脳の夜勤——グリンパティック系の研究が実際に語っていること
今月、Trends in Neurosciences に掲載されたレビューが、抗しがたい見出しとともに広まった——運動は老いていく脳のゴミ出しを助ける。見事な一文だ。管理人がいて、ゴミ袋があり、火曜日に回収が来る。ペダルを漕げば片づく心、というわけである。数日のうちにこの発想はいつもの型に詰め直され、どこかでは、掃除の予定を組んでほしいと一度も頼んだことのない脳のためのプロトコルが書かれていた。
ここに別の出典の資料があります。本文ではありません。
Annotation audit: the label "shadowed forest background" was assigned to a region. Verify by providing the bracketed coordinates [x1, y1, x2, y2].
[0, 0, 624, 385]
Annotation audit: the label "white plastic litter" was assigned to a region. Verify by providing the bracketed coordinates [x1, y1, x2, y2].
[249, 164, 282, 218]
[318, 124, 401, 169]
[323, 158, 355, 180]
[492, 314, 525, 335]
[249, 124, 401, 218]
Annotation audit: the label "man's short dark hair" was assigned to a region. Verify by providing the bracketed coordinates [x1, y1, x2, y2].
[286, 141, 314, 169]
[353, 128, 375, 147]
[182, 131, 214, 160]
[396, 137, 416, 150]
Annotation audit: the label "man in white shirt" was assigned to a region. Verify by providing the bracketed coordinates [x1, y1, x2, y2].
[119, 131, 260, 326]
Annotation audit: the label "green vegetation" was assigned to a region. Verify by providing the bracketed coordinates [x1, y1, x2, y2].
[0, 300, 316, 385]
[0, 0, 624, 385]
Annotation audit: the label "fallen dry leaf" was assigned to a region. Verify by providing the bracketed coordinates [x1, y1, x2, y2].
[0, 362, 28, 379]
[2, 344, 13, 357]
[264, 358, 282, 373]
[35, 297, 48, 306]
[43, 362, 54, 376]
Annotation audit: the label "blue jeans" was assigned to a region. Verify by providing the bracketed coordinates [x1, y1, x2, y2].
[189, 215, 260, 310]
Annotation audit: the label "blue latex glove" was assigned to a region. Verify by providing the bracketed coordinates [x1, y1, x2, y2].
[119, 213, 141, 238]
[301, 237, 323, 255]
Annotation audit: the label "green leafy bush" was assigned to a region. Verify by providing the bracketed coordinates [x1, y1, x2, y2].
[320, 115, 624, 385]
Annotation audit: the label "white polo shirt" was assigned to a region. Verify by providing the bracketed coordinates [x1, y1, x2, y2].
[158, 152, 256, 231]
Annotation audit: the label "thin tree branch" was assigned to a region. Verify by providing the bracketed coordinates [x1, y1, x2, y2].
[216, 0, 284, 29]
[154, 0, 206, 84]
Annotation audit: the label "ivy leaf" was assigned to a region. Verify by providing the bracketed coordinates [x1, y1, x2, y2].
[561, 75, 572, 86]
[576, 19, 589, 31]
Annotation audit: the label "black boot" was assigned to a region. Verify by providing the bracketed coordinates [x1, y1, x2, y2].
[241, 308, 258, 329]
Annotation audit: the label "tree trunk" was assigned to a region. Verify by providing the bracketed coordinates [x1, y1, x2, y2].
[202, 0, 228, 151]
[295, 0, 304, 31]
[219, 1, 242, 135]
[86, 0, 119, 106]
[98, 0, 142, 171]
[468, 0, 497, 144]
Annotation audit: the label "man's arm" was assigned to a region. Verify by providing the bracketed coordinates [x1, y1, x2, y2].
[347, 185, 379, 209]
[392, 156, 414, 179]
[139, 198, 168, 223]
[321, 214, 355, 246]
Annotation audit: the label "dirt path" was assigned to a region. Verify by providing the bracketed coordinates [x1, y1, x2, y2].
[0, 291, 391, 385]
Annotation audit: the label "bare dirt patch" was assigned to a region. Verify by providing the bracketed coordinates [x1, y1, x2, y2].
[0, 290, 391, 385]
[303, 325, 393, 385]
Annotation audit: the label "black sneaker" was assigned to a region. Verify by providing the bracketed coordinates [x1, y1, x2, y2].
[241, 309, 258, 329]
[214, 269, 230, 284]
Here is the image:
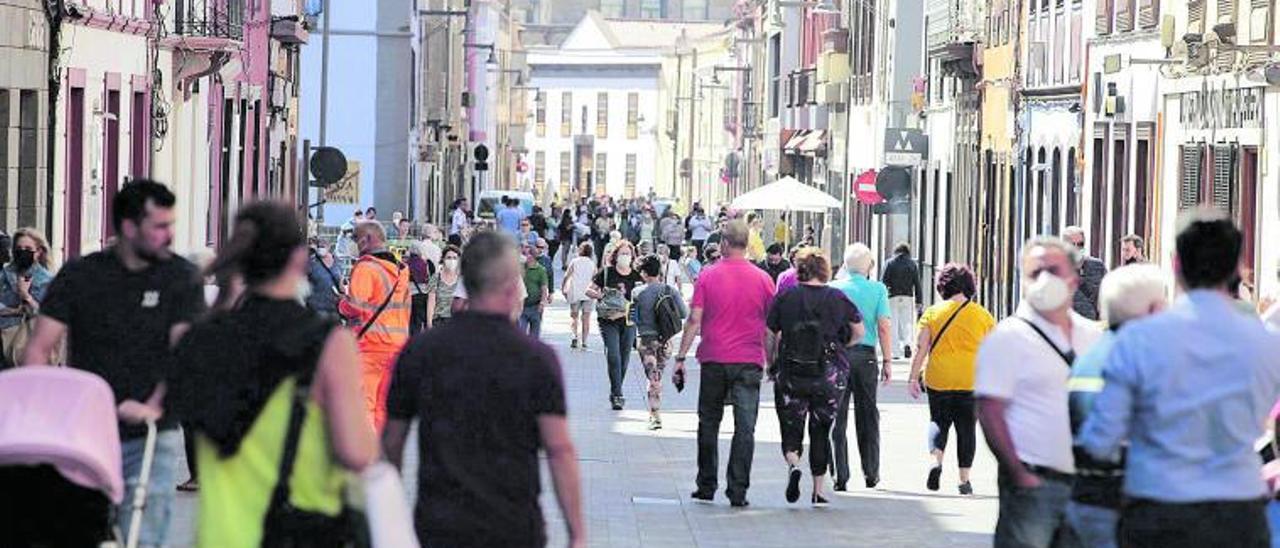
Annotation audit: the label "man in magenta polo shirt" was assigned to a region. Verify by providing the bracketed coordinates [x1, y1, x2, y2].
[676, 220, 773, 507]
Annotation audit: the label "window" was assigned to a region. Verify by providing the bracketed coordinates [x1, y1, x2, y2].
[640, 0, 667, 19]
[1066, 0, 1080, 83]
[1248, 0, 1274, 44]
[627, 93, 640, 138]
[102, 90, 120, 238]
[129, 90, 151, 179]
[0, 90, 9, 230]
[682, 0, 710, 20]
[769, 35, 778, 118]
[534, 91, 547, 137]
[1093, 0, 1125, 35]
[534, 150, 547, 187]
[600, 0, 626, 18]
[622, 154, 636, 197]
[561, 151, 571, 188]
[595, 152, 609, 193]
[561, 91, 573, 137]
[595, 91, 609, 138]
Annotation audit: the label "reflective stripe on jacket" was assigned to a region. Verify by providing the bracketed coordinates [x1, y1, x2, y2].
[338, 255, 412, 352]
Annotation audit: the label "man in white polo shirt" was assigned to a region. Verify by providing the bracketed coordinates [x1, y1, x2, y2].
[974, 237, 1102, 548]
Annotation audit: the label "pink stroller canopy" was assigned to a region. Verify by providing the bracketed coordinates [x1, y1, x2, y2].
[0, 366, 124, 503]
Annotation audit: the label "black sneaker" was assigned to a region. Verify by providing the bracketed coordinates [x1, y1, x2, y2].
[810, 493, 831, 508]
[689, 489, 716, 502]
[924, 466, 942, 490]
[787, 466, 800, 504]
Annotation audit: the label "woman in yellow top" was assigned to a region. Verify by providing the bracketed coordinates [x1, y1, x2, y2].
[165, 202, 378, 548]
[908, 262, 996, 494]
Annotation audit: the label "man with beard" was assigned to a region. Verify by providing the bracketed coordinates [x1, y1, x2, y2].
[22, 179, 205, 545]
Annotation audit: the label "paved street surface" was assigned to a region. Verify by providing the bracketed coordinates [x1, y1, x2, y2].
[173, 303, 997, 548]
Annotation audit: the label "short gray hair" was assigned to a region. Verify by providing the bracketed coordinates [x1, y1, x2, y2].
[721, 219, 751, 250]
[1098, 264, 1169, 326]
[845, 242, 876, 274]
[1018, 236, 1084, 269]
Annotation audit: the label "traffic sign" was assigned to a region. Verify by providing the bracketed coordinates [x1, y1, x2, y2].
[884, 128, 929, 165]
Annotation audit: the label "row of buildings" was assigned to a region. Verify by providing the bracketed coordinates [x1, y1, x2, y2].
[611, 0, 1280, 312]
[0, 0, 307, 260]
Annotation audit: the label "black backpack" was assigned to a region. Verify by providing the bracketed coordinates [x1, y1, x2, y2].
[780, 293, 832, 378]
[653, 286, 684, 342]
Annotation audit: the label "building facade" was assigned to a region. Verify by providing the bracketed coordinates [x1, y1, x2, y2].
[525, 12, 718, 198]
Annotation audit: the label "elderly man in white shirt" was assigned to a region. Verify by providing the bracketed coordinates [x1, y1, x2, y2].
[974, 237, 1102, 548]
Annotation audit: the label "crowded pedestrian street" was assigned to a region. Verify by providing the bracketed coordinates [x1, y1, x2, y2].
[165, 301, 997, 548]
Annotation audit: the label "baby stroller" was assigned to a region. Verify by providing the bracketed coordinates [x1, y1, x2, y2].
[0, 366, 155, 548]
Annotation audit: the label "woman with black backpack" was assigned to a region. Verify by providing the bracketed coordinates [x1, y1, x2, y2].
[631, 254, 689, 430]
[767, 247, 864, 506]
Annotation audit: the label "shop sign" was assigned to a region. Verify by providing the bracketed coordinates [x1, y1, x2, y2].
[1178, 82, 1265, 129]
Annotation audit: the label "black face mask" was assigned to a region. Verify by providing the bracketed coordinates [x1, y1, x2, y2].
[13, 248, 36, 270]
土台にある科学は本当に面白いし、実践的な結論も正しいと私は思う。ただ、それが正しい理由は、皆が繰り返しているあの比喩とほとんど関係がない。しかもその比喩自体が、いま神経科学でもとりわけ声の大きい論争の的になっている。
最初に語られたときの「夜勤」
脳には、体のほかの部分のように組織を縫って走るリンパ管がない。そこから長らく一つの問いが残っていた——老廃物はどこへ行くのか。2012年と2013年、ロチェスターのマイケン・ネーデルガード(Maiken Nedergaard)のグループが答えを提案した。脳脊髄液が血管の外側に沿って押し流され、脳組織を洗い、アミロイドβを含む代謝残渣を拾って排出されていく、という経路である。彼らはこれをグリンパティック系と呼び、覚醒時よりも睡眠中にはるかに活発に働くと報告した。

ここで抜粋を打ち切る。